[TYPO3-core] RFC #7984: Bug: stdWrap.crop now closes opened tags and counts chars correctly

Sat Apr 5 14:53:44 CEST 2008

Jochen Rau schrieb:
> Hello Martin,
> 
>> [...] you cannot simply change the behaviour of crop as it might me be 
>> used on plain text. So this will have to be stdWrap.cropHTML (or 
>> stdWrap.cropXML) which makes at new feature. Which makes it TYPO3_4-2 
>> only, that is if you get the ok from the release managers. RC1 is 
>> already out!
> 
> You can still crop plain text with the patched stdWrap.crop. So I don't 
> think we need a new feature like stdWrap.cropXML. The patch is just a 
> bugfix IMO.

How come? If my content was "blah <foobar> whatever" the patch will not 
count the content of <foobar> and will add </foobar>, so this is a 
change of the behaviour.

>> Not terribly thrilling I'm afraid. It's simple enough to use either 
>> strpos() or preg_match() * to walk through the html without having to 
>> split the entire content.
> I didn't intend to thrill you ;-).

My apologize for my wording. Fortunately you seem to have a good humour.

 > Before I posted the patch I tested
> three solutions:
> 1) crawling through the content only with strpos() and preg_match()
> 2) utilizing a stack and a recursive function
> 3) splitting the content using preg_split and crawling over the array
> 
> IMO the last solution is the best because the code is fast, readable and 
> (relatively) easy to maintain and debug (the code blocks that split, 
> crop and close tags are clearly separated).

I'm amazed that splitting the whole content is faster, but the reason is 
  probably the size of the content. I agree that is is unlike that you 
crop 500Kb of text, so it will maybe not matter much in real world 
situations.

As for readability: tastes vary ;-) I was rather confused when I saw the 
  multiple for-loop that process the text/arrays.

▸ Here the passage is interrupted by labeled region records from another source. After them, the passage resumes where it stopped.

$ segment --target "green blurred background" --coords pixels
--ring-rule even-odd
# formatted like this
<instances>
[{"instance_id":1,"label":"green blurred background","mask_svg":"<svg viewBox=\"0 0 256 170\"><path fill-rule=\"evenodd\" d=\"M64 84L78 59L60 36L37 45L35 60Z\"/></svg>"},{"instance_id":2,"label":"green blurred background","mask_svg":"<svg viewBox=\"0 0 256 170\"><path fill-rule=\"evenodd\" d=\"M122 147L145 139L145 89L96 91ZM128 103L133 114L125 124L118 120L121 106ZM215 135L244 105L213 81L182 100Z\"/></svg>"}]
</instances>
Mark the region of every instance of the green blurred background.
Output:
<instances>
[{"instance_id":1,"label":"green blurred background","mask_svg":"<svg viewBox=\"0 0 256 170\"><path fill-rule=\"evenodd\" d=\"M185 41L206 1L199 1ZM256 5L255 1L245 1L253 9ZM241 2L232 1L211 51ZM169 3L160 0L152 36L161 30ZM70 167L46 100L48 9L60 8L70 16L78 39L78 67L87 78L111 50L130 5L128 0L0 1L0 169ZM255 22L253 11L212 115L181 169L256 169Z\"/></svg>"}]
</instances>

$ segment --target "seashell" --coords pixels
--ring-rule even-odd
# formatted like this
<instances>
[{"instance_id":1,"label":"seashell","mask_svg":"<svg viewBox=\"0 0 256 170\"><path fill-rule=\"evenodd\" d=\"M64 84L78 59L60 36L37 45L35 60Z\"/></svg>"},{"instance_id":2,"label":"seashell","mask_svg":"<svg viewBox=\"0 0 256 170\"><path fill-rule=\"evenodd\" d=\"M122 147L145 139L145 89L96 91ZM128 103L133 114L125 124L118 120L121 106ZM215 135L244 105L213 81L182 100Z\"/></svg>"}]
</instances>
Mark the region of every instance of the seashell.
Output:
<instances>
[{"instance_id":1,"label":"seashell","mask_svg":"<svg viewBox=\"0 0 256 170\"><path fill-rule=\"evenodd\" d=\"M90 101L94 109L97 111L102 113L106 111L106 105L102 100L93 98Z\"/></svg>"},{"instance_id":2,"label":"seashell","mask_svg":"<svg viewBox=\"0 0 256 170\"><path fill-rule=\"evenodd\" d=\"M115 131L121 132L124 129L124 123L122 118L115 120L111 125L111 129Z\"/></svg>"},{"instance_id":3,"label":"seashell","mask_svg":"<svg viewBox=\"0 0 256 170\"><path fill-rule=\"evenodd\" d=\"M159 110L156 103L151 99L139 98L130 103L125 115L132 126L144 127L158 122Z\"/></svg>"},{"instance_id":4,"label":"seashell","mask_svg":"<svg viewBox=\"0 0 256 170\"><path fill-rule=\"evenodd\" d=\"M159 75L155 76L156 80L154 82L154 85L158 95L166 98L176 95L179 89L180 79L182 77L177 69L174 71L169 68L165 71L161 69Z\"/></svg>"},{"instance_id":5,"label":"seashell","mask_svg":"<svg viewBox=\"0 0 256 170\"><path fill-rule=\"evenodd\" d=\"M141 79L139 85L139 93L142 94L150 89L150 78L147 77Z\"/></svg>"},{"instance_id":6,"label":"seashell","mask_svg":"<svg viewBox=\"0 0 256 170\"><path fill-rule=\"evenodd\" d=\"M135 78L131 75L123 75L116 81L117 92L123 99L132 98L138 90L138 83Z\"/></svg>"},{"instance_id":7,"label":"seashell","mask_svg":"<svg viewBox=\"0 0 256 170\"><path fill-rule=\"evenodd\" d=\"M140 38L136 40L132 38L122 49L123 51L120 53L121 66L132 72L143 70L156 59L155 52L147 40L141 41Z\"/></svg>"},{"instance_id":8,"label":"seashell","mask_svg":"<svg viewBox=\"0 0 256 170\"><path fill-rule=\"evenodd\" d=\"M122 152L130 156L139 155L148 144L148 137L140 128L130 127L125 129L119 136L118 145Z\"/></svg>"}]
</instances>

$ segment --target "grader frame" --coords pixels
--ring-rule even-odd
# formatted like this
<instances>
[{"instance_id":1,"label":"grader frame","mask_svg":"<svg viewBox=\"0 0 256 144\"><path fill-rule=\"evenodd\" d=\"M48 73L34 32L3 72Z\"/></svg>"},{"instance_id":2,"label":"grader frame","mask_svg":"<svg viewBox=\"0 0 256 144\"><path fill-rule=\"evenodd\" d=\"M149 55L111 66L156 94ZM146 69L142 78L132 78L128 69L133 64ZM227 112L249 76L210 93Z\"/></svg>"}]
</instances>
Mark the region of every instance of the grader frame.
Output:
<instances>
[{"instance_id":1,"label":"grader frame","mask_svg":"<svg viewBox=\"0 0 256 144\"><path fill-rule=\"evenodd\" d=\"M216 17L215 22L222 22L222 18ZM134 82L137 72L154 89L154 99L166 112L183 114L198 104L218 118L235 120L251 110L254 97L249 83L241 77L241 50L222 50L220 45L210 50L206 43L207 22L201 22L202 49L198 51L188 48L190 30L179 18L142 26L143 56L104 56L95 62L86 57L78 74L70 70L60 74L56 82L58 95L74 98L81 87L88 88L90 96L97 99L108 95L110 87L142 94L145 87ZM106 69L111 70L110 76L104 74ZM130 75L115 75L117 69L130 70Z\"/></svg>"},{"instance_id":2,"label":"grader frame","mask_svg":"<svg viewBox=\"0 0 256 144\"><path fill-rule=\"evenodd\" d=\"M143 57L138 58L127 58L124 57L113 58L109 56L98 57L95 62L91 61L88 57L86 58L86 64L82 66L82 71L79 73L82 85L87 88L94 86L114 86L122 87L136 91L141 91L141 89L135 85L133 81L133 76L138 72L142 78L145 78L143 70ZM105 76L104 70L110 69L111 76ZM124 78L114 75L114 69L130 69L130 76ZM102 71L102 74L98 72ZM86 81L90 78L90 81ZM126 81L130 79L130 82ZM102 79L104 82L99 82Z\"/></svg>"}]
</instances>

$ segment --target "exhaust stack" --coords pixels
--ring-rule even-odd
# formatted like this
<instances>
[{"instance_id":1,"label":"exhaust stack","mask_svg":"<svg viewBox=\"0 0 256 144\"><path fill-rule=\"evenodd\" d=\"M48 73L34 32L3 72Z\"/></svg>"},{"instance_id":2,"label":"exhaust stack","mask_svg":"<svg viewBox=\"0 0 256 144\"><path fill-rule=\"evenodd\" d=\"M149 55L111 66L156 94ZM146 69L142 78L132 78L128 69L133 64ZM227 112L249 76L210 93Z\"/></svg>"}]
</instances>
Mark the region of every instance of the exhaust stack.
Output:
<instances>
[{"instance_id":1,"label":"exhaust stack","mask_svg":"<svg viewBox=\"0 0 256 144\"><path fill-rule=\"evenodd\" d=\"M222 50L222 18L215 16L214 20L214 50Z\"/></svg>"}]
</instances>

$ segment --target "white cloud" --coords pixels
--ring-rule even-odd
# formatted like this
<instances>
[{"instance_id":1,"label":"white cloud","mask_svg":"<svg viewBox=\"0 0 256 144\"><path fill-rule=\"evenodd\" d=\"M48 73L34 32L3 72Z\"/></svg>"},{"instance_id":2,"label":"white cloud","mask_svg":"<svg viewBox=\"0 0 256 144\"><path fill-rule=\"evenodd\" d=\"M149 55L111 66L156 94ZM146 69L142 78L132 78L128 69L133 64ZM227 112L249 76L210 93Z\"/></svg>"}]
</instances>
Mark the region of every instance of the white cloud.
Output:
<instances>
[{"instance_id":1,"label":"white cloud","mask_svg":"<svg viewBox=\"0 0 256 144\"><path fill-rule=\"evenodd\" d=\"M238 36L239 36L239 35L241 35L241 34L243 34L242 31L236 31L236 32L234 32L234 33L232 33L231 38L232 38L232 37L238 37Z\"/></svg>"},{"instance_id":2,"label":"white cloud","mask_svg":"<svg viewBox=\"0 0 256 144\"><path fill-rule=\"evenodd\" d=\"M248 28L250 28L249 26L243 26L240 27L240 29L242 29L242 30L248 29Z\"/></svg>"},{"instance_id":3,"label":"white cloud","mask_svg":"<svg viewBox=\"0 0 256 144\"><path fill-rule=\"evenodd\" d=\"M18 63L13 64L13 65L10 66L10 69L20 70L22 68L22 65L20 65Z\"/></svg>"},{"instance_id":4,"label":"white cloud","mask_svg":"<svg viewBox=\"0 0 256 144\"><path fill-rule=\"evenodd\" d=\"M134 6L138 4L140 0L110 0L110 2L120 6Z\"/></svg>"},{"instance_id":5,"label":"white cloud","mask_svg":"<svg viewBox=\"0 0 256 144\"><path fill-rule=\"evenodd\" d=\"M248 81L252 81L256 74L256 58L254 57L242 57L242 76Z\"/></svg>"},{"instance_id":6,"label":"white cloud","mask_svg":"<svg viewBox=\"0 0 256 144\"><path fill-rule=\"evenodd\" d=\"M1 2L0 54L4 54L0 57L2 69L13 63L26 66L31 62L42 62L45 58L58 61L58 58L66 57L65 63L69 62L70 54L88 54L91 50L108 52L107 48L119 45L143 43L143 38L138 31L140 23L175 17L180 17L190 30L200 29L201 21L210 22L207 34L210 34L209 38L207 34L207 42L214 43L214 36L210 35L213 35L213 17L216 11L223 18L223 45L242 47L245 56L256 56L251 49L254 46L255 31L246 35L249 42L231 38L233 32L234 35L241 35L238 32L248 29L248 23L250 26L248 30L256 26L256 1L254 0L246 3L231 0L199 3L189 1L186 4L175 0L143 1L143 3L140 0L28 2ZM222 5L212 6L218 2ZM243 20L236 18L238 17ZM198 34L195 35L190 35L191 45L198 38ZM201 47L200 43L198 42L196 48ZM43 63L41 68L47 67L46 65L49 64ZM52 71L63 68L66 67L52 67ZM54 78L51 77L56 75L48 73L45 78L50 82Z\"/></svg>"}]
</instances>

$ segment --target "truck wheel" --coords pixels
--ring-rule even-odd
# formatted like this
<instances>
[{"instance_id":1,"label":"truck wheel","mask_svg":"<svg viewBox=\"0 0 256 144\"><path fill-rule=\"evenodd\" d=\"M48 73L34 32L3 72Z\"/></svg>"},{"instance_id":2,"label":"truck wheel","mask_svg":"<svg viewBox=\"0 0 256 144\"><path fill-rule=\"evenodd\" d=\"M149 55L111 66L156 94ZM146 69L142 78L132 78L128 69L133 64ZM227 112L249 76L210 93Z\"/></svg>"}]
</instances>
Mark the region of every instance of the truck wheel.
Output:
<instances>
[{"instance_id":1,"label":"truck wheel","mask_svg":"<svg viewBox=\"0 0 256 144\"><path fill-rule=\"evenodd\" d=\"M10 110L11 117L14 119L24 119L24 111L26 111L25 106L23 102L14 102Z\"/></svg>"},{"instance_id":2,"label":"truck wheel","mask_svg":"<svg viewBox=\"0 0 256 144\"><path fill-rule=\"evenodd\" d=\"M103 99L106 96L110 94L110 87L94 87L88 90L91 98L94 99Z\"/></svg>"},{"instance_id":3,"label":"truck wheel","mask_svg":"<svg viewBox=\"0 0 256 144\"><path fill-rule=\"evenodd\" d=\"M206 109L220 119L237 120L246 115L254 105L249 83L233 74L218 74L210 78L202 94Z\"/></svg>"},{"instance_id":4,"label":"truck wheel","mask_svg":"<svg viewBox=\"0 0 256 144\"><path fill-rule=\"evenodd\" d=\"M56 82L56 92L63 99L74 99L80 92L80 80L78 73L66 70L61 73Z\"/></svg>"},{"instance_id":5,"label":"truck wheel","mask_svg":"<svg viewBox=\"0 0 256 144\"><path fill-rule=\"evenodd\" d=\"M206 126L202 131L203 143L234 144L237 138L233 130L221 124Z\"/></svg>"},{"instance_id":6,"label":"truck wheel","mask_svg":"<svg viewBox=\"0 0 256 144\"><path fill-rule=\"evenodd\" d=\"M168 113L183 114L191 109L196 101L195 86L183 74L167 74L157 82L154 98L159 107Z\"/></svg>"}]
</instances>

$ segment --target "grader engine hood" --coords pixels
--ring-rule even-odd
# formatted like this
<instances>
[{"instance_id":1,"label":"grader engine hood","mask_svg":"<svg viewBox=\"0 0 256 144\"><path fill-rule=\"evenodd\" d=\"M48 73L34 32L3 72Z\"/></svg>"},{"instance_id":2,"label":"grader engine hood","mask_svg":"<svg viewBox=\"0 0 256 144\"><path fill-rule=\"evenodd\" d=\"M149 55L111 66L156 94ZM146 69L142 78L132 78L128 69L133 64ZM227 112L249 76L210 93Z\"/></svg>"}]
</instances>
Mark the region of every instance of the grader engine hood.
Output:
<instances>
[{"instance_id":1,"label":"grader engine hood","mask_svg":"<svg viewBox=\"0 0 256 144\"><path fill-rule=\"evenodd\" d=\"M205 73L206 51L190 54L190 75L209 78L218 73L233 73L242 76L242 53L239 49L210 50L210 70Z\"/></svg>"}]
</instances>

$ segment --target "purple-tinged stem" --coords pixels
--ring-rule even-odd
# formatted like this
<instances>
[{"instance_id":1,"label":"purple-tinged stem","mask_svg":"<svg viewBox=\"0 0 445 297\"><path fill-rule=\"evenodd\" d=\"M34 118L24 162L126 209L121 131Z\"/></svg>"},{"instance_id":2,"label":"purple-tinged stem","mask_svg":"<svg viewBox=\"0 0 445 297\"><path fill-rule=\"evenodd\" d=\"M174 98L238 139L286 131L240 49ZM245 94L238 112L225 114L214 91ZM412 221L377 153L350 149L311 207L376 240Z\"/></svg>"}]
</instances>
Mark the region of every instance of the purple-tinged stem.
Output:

BTW, can you not build up a simple stack of open tags, so you easily 
close the tags without having to parse the text again.

>> A more serious problem is that you use html_entity_decode() which 
>> supports only a subset of the charset TYPO3 supports.
> 
> The most important charsets are supported by html_entity_decode() (like 
> utf-8, ISO-8859-1, ISO-8859-15, GB2312 or EUC-JP. It has also a fallback 
> to ISO-8859-1 and throws a warning if a charset is not supported.

Sorry, but this is not enough. The code must work for all charsets.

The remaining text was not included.